Someone in my dept recently submitted at the end of 4 years and she has just started a post doc at a different uni whilst waiting for her viva. Somebody else in my dept submitted last week meaning he took just over 3 years and he also has a post doc lined up. So from that very limited evidence I don't think it matters too much if you take an extra year to finish. I'm in the sciences, I don't know if this is different for humanities/arts.

I'd advise against rushing unless of course money is an issue and you need to finish up quickly to find a job. If you can stay calm whilst editing then there's less chance of any mistakes finding their way into the finished thesis.



I am in the same boat with pixie... I just started the 4th year and I have bits and pieces written here and there, and some more analysis to do. I am very inventive when it comes to avoiding writing my PhD. Next week it will be a paper I need to finish. This week it was a consultancy report. Last week it was teaching responsibilities. The week before that it was a conference and applications for funding. It never ends.

I still have money until the beginning of the summer, but my supervisor is getting really annoyed with me. He set a deadline that I need to hand in a first draft, and he said I am doomed if I don't meet the deadline. So now I am really stressed, and have to give up on the idea of publishing the final part of my PhD. (I use publications as the number one distraction from PhD itself).

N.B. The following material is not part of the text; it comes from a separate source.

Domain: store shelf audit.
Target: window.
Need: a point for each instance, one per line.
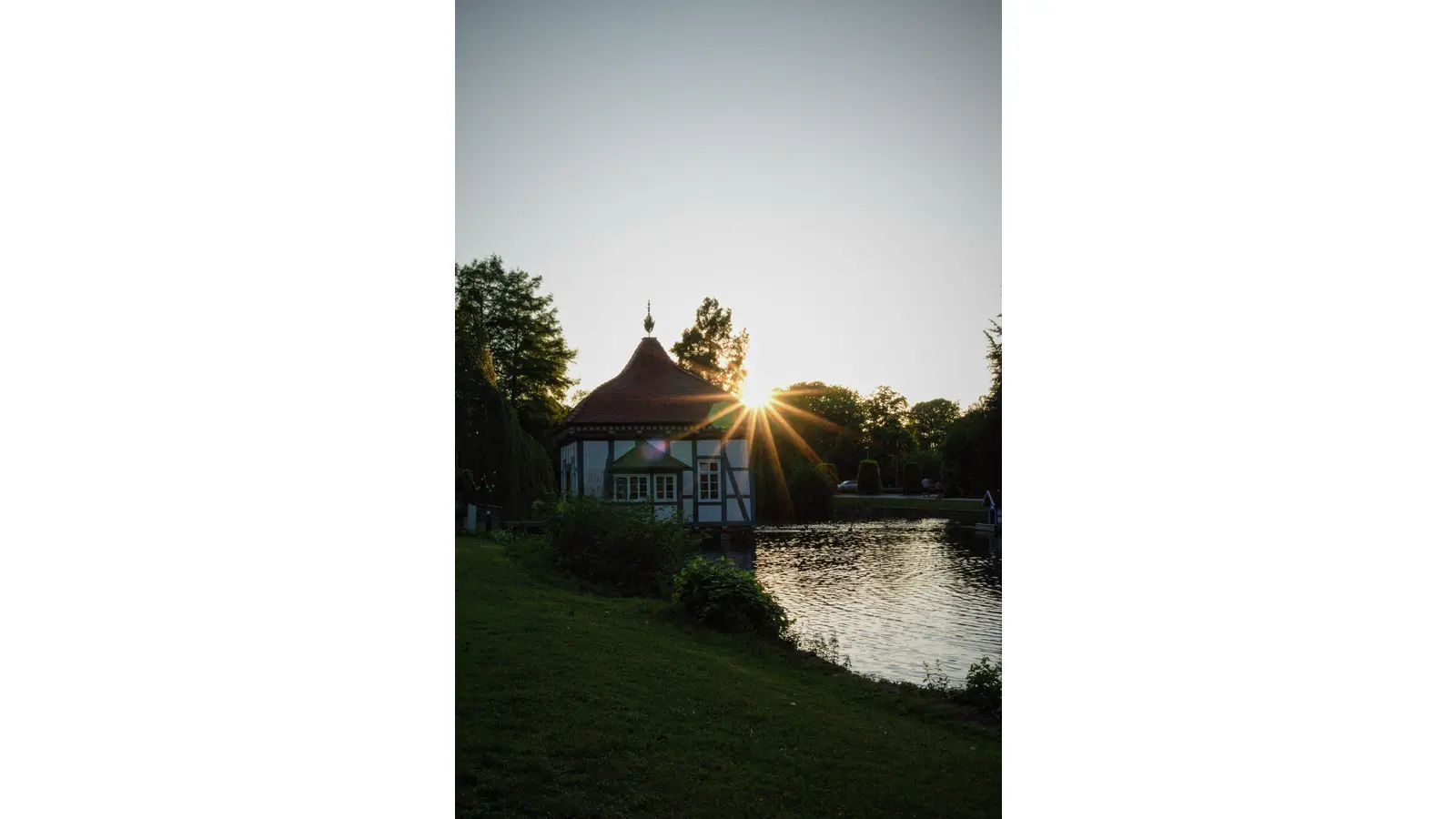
(630, 487)
(708, 480)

Deep down inside I know that we should finish as soon as possible and move on with our lives. But what if there is no prospect of a job? I delay graduation to postpone unemployment. My supervisor says that time you took to complete PhD also plays a role in employment opportunities, and he knows better. But publications and teaching experience also count and there is only so much we can do in these 3 to 4 years.

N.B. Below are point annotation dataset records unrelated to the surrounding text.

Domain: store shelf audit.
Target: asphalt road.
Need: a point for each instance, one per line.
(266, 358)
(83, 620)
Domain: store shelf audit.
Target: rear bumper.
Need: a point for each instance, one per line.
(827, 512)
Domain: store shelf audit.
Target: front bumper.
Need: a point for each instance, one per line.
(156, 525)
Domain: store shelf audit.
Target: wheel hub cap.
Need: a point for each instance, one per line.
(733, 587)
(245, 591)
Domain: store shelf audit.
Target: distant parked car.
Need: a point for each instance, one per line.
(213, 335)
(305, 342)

I think the majority of people finish closer to four years than three, so it's the norm and better to submit a complete thesis that you are happy with than a rushed one. It's when you go significantly beyond four years that it's dodgy (eternal PhD student stereotype), although many universities now force submission after 4 years (not counting any interruptions of study), as this is one of the statistics they are monitored on nationally.


Quote From bewildered:
It's when you go significantly beyond four years that it's dodgy (eternal PhD student stereotype), although many universities now force submission after 4 years (not counting any interruptions of study), as this is one of the statistics they are monitored on nationally.

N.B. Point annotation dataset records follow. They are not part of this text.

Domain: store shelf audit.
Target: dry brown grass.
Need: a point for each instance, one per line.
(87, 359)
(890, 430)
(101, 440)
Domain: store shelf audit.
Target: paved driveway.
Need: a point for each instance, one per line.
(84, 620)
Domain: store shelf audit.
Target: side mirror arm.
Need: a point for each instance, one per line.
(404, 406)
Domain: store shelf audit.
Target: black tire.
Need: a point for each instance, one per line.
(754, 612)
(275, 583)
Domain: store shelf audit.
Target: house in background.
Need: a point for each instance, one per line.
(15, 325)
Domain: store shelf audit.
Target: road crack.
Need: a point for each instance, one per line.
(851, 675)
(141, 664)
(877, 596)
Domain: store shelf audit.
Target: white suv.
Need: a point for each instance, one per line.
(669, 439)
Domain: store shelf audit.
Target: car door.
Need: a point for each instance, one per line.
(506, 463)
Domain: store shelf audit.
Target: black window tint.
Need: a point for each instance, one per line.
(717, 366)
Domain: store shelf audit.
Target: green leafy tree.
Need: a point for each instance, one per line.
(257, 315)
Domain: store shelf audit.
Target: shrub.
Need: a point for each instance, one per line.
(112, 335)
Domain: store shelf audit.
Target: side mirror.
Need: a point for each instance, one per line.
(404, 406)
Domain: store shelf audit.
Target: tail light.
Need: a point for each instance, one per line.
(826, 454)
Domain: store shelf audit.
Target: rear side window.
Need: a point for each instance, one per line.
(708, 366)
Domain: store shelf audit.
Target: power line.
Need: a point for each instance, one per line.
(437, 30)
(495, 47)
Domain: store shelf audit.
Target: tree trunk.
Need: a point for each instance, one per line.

Yes, my uni has a policy that you must submit within 4 years. It's not at all uncommon to take more than three though.


I'm one of those who submitted within the three years and like HazyJane my uni does not accept submissions after the 4 year mark unless there are extenuating circumstances (which usually means serious health issues/death in family). It doesn't matter to be honest I'm the only one who finished within 3 and most submit closer to 4 years. I wouldn't say this matters as much as the outcome of the viva/ quality of your work.


I certainly hope taking more than 3 years is OK - by the time I submit it will be 4 years and 3 months! (I was supposed to finish within 3 years, but was granted an extension due to a bereavement in the middle of my thesis). Everything that I've been told so far is that the quality of the finished thesis is more important than how long it takes you, so if you need 4 years to write the best thesis you can, you should make the most of it.

One friend of mine, another member of my research team, submitted her thesis within 3 years and couldn't find a postdoc - she is now working in another industry, but is happy there. Another good friend finished last year after six years (full-time - she had to suspend several times for various personal reasons) and walked straight into a post-doc, and is getting her thesis published. Take from that what you will :)


I recently intercalated so that my submission date for my PhD thesis is now May 2014. But I still have most of my thesis to write and I am now so overwhelmed by this that I have sat at my desk for almost a month doing anything but working on my thesis (divert myself with facebook etc). I am crippled by self-doubt and utterly de-motivated as a consequence. I am seemingly incapable of motivating myself and the inner voice which tells me to quit is much more dominant and louder than the inner voice which is more nurturing/kinder.I produce work extremely slowly hence my panic at my deadline. My supervisors are supportive and kind but I have missed another chapter deadline so feel unable to approach them because I feel so ashamed of my lackadaisical and defeatist attitude. I am at my wits end, so in desperation I found this forum whereupon I decide to share my dilemma in the desperate hope that I be offered either sagely advice, or better still, urged to quit the PhD altogether!